One of the reasons you’d choose this NSX over, say, an Aston martin or a Maserati in this segment is that you’d expect it to be much better built and more reliable. And, by and large that’s true. There aren’t many MK2 model NSX owners and amongst them, we struggled to find anyone who had much bad to say about their ownership experience. Obviously, you’re going to want one with a fully stamped-out service history, looked after by the only two authorised UK dealers, Chiswick and Crown Honda in London. But that should be a given. Otherwise, it’s just the usual things – checking for parking scraped and chipped alloy wheels and so on.

On The Road

In considering this MK2 NSX, don’t think of it as an expensive Honda: think of it instead as a cut-price hybrid hypercar – because that’s what it is. An electrified supercar with a battery providing electricity to two small motors driving the front wheels as well also to a larger one at the back that assists a big 3.5-litre V6 powering the rear axle. Which makes this a 4WD hybrid powered by four motors. Yes, really. Continuing with the futuristic technology, the powerful brakes aren’t actually connected to anything – the big pads are activated ‘virtually’. And the e-steering works in much the same manner.

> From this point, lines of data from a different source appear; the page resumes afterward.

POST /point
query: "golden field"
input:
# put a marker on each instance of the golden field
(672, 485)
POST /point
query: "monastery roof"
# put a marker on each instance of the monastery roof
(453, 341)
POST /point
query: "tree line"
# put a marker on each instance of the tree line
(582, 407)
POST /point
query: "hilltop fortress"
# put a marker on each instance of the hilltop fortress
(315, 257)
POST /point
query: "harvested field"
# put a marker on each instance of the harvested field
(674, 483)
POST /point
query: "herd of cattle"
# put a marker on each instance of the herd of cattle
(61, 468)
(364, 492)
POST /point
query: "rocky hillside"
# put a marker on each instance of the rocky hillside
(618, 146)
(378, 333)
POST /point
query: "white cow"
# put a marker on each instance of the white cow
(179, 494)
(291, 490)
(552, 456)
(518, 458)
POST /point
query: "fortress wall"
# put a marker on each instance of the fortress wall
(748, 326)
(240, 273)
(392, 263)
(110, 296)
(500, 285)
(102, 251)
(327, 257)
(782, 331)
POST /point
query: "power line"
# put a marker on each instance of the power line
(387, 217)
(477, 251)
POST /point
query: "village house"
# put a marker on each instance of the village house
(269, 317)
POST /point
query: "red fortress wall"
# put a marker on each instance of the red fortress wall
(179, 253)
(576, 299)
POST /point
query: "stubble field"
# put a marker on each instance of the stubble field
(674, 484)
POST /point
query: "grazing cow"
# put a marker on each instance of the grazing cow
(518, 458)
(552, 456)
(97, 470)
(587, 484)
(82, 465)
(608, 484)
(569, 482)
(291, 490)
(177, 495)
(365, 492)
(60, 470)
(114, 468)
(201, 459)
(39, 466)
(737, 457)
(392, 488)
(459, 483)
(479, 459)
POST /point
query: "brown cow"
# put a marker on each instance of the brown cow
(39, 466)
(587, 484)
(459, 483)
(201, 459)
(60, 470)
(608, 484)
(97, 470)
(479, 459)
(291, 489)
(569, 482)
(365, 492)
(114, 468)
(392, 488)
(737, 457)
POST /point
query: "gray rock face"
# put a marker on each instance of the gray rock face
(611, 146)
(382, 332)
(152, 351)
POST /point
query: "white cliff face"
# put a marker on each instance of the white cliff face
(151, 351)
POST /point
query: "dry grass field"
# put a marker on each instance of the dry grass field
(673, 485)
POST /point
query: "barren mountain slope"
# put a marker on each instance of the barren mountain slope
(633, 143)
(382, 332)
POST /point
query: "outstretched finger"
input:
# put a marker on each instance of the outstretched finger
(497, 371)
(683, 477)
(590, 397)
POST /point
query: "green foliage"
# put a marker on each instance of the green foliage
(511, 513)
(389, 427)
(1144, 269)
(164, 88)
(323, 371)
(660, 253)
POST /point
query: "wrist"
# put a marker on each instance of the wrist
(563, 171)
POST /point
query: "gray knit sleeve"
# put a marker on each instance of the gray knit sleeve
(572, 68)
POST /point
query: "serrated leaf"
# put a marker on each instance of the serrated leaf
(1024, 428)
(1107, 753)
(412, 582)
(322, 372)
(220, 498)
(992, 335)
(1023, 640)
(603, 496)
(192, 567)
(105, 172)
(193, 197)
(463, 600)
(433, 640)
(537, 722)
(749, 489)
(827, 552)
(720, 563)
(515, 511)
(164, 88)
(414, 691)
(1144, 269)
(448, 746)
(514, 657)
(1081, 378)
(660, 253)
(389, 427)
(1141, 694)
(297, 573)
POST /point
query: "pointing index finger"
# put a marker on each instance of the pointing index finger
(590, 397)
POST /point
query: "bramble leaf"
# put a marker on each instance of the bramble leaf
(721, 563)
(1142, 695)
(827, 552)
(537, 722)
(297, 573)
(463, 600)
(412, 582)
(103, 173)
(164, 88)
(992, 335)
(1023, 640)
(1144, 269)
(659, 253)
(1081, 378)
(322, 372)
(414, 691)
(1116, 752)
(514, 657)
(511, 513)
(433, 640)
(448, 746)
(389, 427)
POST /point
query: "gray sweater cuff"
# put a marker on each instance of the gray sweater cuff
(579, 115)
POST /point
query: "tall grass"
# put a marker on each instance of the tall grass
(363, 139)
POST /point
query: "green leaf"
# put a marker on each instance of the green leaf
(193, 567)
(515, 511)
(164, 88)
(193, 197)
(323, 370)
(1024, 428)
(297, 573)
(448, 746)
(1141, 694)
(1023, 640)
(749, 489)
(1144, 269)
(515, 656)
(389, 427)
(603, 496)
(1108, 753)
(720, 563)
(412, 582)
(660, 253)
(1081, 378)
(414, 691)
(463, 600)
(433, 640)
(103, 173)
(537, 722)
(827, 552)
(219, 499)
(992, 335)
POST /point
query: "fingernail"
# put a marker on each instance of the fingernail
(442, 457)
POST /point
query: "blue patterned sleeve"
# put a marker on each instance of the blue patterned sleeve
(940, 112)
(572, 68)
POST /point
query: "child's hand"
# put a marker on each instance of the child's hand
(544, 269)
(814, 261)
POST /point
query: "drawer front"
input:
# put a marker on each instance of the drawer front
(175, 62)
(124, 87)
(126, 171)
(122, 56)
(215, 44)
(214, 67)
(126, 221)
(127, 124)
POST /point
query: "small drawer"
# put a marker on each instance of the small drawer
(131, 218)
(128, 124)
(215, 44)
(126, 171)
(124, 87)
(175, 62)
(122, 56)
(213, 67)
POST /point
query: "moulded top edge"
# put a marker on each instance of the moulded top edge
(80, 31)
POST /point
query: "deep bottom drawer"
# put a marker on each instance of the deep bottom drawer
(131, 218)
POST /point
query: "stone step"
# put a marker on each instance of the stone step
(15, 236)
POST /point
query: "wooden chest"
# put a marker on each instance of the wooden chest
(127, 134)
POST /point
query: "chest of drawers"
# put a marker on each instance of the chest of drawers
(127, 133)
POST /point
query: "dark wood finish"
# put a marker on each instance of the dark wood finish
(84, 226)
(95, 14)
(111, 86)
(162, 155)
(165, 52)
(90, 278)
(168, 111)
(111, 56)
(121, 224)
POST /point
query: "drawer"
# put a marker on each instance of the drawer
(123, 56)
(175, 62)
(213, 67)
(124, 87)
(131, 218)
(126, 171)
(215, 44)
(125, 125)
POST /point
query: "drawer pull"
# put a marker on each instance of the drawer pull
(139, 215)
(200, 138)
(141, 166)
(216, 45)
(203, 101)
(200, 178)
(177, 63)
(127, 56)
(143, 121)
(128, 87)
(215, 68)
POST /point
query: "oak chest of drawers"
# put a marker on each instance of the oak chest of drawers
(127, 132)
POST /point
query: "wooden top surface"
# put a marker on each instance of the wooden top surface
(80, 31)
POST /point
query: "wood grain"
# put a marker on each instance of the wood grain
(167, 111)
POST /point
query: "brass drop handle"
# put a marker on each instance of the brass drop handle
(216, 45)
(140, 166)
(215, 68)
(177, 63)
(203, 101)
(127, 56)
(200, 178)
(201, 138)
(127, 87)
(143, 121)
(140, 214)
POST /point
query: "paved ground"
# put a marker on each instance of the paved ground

That twin turbo powerplant generates 500hp, with a further 73hp contributed by the combined efforts of the three electric motors we mentioned earlier. These work together to deliver an electrified boost that smoothes over the slight reductions in torque you’d otherwise find in the upper and lower parts of the rev range. The electric unit at the back, the so-called ‘Direct Drive Motor’ which is wedged between the twin-turbocharged engine and its nine-speed dual-clutch automatic gearbox, acts as both a flywheel and a starter motor. Up front meanwhile, lie the two further 38hp motors that together create this car’s ‘TMU’ ‘Twin Motor Unit’, there to drive the front wheels, provide torque vectoring for extra cornering traction and complete the operation of this car’s Sport Hybrid AWD system. The ‘TMU’ also recovers braking energy during deceleration to supply power to the hybrid batteries. These boost performance to the extent that 62mph can be dispatched in just 2.9s en route to a 191mph maximum.

Overall

The supercar segment from 2016 to 2018 is full of compelling supercars. But this MK2 model NSX offered something a little different, just as its predecessor did. It’s a machine that’s greater than the sum of its parts, a pioneering contender in this class that saw its creator once again pushing boundaries. Like the original NSX, this one reinterpreted what a supercar could be and delivered everyday usability that few competitors could match. It’s unconventional. It’s divisive. And it defines the spirit of its brand in a way that charmed us completely.